One counterpoint emerged in the data: cannabis consumption, long Australia's most widely used illicit drug, actually declined nationally between 2024 and 2025. Nicotine use ticked upward by 4 percent, while alcohol consumption increased in regional areas but fell in cities.
Cook called for "sustained, coordinated national responses," emphasizing that the challenge demands "constant vigilance, evolving tools and strong collaboration across all jurisdictions." The wastewater data has become a crucial tool for understanding drug consumption patterns in real time, offering a more complete picture than arrest records or treatment admissions alone.
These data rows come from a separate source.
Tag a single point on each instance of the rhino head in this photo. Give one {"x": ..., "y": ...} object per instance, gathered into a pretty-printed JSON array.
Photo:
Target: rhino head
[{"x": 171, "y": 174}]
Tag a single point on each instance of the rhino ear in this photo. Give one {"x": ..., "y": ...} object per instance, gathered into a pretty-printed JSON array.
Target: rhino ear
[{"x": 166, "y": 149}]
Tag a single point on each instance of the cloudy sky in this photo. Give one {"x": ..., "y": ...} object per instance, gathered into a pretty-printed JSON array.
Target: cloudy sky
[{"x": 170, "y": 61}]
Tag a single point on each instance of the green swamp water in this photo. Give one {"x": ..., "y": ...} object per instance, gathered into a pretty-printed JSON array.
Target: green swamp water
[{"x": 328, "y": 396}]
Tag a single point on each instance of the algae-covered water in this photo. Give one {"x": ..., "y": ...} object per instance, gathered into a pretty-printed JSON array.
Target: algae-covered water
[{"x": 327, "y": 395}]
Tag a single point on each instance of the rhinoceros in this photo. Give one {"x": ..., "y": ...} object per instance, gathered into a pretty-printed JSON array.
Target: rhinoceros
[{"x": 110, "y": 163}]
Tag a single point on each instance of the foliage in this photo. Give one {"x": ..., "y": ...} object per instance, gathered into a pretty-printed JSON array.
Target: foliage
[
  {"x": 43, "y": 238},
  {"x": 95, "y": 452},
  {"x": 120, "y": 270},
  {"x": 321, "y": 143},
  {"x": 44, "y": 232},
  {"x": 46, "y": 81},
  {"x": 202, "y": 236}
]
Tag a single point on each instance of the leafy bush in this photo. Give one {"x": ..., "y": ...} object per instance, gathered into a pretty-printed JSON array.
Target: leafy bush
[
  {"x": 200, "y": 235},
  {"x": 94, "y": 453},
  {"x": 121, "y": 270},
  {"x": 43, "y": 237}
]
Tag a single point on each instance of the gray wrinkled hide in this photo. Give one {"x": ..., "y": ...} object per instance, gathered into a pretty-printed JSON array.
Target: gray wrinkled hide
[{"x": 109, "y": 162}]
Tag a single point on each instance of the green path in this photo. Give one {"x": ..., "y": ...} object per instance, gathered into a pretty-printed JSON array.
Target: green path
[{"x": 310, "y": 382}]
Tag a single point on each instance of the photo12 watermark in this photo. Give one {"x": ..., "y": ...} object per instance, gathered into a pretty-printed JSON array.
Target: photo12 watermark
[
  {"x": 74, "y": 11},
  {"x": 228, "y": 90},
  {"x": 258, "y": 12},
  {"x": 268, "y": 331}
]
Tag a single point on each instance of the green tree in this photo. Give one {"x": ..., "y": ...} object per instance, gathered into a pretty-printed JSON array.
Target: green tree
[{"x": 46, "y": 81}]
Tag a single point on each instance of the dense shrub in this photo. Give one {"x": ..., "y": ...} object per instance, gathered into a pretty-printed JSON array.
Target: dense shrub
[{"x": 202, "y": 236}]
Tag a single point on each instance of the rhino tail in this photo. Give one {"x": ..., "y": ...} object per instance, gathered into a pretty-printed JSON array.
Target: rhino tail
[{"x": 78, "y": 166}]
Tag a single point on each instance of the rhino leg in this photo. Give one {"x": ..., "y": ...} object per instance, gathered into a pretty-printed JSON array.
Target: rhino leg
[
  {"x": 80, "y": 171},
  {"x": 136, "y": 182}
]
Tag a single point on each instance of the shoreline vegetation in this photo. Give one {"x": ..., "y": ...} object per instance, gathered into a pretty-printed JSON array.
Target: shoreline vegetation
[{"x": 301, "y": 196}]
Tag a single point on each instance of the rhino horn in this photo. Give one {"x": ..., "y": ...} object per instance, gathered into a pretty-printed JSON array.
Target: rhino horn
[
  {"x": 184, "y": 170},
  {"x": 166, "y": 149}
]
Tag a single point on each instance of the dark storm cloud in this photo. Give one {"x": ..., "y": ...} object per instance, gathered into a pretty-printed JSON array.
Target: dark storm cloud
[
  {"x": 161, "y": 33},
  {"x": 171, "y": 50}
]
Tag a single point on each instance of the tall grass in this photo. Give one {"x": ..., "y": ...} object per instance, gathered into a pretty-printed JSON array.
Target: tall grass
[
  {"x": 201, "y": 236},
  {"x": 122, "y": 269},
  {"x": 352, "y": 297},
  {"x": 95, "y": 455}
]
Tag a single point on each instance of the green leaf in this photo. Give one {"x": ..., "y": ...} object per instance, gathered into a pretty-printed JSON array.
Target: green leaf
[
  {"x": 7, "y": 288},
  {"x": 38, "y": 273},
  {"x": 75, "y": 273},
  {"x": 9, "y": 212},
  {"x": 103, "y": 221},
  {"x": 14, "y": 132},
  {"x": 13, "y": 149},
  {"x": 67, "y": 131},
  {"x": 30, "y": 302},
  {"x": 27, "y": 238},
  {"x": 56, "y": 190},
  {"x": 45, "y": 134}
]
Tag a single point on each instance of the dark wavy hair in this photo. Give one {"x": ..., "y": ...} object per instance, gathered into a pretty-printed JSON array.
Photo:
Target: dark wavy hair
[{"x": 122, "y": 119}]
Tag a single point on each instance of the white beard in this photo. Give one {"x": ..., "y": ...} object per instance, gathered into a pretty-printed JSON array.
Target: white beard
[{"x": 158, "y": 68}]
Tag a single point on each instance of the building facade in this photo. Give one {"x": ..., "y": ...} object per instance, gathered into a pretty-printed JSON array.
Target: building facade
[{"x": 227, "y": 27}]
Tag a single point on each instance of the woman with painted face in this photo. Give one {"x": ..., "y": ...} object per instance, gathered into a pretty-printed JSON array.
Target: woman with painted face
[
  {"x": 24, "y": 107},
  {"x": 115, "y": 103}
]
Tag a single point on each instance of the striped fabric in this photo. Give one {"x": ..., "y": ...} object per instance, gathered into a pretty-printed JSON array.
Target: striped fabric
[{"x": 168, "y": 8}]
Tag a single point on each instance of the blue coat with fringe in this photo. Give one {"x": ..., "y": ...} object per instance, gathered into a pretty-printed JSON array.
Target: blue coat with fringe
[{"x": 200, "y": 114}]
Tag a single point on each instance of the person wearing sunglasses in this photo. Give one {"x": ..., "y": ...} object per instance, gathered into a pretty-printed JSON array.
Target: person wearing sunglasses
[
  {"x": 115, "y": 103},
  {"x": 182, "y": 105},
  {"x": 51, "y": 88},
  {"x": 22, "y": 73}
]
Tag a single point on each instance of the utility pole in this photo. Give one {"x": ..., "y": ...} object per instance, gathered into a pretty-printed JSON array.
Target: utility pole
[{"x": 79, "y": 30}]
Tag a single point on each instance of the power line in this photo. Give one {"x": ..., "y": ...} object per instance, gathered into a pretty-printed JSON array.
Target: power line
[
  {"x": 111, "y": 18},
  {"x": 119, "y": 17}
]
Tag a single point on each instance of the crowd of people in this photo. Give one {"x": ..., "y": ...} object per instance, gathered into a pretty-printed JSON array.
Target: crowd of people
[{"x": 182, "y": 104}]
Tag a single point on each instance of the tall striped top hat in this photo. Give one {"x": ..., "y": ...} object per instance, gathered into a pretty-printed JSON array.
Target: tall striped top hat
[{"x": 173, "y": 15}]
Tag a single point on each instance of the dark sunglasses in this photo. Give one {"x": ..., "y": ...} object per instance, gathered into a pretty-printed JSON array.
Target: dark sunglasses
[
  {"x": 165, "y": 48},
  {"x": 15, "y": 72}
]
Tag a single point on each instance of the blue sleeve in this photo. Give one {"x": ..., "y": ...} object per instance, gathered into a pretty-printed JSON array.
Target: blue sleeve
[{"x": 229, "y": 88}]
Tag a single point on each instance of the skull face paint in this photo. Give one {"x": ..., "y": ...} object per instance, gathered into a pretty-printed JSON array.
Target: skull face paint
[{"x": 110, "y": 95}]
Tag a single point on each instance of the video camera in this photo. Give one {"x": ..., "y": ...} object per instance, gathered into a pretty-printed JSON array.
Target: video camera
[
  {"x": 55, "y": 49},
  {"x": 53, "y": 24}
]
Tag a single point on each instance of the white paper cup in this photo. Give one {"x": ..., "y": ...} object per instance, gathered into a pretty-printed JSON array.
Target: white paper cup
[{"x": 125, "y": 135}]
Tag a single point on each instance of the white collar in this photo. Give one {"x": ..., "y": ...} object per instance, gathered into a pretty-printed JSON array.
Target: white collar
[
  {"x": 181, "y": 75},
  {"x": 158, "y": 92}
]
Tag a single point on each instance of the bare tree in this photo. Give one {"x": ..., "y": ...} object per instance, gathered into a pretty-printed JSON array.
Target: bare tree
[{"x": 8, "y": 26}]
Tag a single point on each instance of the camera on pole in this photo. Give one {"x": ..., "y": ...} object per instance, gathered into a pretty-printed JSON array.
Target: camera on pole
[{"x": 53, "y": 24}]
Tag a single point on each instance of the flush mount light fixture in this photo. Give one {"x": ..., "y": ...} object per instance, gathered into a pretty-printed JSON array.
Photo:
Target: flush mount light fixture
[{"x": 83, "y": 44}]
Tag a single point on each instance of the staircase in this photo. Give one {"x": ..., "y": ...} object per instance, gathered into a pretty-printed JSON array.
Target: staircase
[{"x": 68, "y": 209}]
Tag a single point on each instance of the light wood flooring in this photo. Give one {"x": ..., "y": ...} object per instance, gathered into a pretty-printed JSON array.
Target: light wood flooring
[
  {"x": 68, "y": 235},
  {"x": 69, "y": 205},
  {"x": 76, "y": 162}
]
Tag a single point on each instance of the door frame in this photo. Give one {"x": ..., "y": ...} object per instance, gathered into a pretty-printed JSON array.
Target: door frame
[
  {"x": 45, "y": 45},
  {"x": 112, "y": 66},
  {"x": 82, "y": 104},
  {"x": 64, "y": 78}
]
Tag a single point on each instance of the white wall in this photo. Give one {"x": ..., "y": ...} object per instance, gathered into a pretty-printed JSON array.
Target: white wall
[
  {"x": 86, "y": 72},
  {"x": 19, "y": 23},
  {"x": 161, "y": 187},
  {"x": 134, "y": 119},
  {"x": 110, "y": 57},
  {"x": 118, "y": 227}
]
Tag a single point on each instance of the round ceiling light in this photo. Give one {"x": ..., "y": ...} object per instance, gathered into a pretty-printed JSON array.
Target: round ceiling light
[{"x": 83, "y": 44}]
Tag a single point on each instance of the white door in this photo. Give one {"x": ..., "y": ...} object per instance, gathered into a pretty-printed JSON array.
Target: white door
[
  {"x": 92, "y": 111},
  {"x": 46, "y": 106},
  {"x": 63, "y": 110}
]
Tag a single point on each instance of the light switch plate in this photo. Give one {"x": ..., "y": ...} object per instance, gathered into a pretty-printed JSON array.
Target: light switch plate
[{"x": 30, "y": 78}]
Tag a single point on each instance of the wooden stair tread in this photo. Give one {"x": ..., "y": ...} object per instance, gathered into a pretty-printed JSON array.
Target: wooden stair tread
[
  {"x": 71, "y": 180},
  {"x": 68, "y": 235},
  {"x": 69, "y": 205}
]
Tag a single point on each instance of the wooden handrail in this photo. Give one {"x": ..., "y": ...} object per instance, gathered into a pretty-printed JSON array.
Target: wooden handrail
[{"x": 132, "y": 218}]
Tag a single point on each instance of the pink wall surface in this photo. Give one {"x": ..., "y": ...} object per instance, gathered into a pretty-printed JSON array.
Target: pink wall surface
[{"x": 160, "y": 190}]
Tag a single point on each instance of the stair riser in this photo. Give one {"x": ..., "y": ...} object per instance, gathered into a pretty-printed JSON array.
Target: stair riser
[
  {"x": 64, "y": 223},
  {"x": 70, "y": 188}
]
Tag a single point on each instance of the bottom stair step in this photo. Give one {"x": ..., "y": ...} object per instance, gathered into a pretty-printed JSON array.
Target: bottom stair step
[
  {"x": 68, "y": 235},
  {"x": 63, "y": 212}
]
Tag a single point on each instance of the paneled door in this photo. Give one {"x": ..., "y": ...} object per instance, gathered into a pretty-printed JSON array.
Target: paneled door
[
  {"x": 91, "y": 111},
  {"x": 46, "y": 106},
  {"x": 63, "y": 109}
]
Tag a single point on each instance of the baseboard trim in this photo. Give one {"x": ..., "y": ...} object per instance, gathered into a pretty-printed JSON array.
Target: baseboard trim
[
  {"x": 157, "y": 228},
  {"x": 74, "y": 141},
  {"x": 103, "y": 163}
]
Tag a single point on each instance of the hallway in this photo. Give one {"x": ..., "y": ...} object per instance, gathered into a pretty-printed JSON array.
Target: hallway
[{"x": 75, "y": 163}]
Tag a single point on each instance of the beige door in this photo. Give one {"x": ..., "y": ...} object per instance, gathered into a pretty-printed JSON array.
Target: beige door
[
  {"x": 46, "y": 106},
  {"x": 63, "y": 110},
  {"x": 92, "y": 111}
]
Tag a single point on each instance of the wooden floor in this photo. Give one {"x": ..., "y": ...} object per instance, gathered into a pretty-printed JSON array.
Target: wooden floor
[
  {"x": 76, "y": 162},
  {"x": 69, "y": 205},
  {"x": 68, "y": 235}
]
What emerges is a portrait of a nation grappling with stimulant use at unprecedented levels, with particular vulnerability in regional communities and growing sophistication among the criminal networks supplying the market.
Notable Quotes
The data reinforces the critical need for sustained, coordinated national responses. These aren't abstract figures—they represent real harm and real consequences playing out in hospitals, homes and communities across the country.— Heather Cook, chief executive of the Australian Criminal Intelligence Commission
Our intelligence continues to show that serious and organised crime groups are not only persistent but highly innovative. The scale of the markets shows just how determined these groups are to maintain supply.— Heather Cook
The Hearth Conversation Another angle on the story
Why does wastewater testing matter more than, say, counting arrests or hospital admissions?
Because it captures the full picture—not just the people caught or sick enough to seek help. It measures what's actually flowing through our pipes, which is what people are actually consuming, regardless of whether they've been arrested or admitted to hospital.
So Australia being second only to the US in meth consumption—does that surprise you?
It's sobering. We're a smaller population, so per capita we're consuming at extraordinary rates. The US has scale; we have intensity. That suggests either very efficient supply chains or very deep demand, or both.
The regional areas using more meth than cities—why would that be?
Partly isolation. In cities, there's more competition between drugs, more treatment access, more visibility. In regional areas, meth fills a void. It's cheap, it lasts, and there's less infrastructure to interrupt the cycle.
Methamphetamine is 77 percent of the illicit drug market value. That's enormous.
It's the profit engine. Cocaine and heroin are expensive per dose; meth is cheaper to produce and moves in volume. Criminal groups have optimized around it. That's why they keep pushing supply—the margins are there.
What does "emerging synthetic opioids" mean in practical terms?
It means fentanyl-type substances are starting to appear. They're more potent, harder to dose, and deadlier in overdose. It's the next wave, and the system isn't ready for it yet.
Can this trend reverse?
Not without sustained effort. You need supply disruption, treatment capacity, and demand reduction all working together. Right now, the data suggests none of those are winning.